What is an Auction Market?

An auction market is a trading market where buyers and sellers trade assets. In this market, a trade is executed when the highest price from the buyer matches with the lowest price the seller is willing to accept. It’s an environment where a bidding process facilitates competition between buyers and sellers.

How Does an Auction Market Work?

This market strategy is quite different from OTC (over-the-counter) market strategy, where trade is carried out directly between two parties without a broker. The auction market can be done physically and also via the computer. But there’s no direct negotiation between the buyers and sellers.

Here, the seller place offers in the desired financial instrument. Also, buyers place multiple bids in the desired financial instrument that is available in the market. Then the trade executes when the highest bid price is matched with the lowest ask price.

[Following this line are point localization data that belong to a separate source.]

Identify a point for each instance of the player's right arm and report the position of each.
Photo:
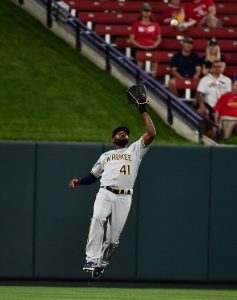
(89, 179)
(150, 133)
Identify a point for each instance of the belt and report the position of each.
(117, 191)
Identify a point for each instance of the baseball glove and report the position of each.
(137, 95)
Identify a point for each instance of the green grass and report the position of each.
(52, 293)
(48, 91)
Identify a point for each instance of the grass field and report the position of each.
(91, 293)
(48, 91)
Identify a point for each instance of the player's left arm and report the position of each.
(150, 133)
(212, 10)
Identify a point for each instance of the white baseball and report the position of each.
(174, 22)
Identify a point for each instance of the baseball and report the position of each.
(174, 22)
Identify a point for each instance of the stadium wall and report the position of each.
(182, 225)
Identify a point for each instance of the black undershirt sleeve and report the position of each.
(89, 179)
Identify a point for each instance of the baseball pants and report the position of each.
(107, 207)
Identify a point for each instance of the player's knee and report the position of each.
(98, 219)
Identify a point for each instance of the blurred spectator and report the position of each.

In this process, there could either be multiple buyers and multiple sellers or multiple buyers and one seller.


We’ll use the case scenario where there are multiple buyers and multiple sellers to explain further.

Three buyers are interested in buying a share of company ABC with the bid prices of $5.00, $5.03, and $ 5.5 respectively. Whereas, three sellers had offered to sell their shares of company ABC for $5.5, $5.7, and $5. 9 respectively.

In this scenario, the highest bid price of $5.5 will be matched with the lowest sell price of $5.5 and the trade will be executed. However, the rest of the orders will not be executed immediately and the current market price of company ABC will be adjusted to $5.5.

Auction Market vs Dealer Market

Going through the characteristics of the dealer market,  it is quite different from the auction market in various ways.

As explained earlier, an auction market is a competitive market where trade is executed by matching the buyer’s highest bid price with that of the lowest sell price. On the other hand, a dealer market is a market where dealers post a fixed price to sell a desired financial instrument. Without involving a third party, trade is executed when an investor accepts the dealer’s fixed price.

In the auction market, there’s a single platform where buyers and sellers post the prices they want to buy and sell. However, this process ensures that the financial security is sold at a good price. In the dealer’s market, buyers and sellers get to know the bid price and offer price electronically but the trade is executed through dealers.

The auction market operates an order-driven market where buyers and sellers engage in competitive bidding. On the other hand, dealers get to fix the sell and buy prices. That is to say, the dealer market operates a quote-driven system.


The main focus of the auction market is to connect buyers and sellers. In doing this, brokers stand in place of the individual owners of the securities. It’s important to note that, no matter how intense trading might be, each market operates with a set of guiding rules.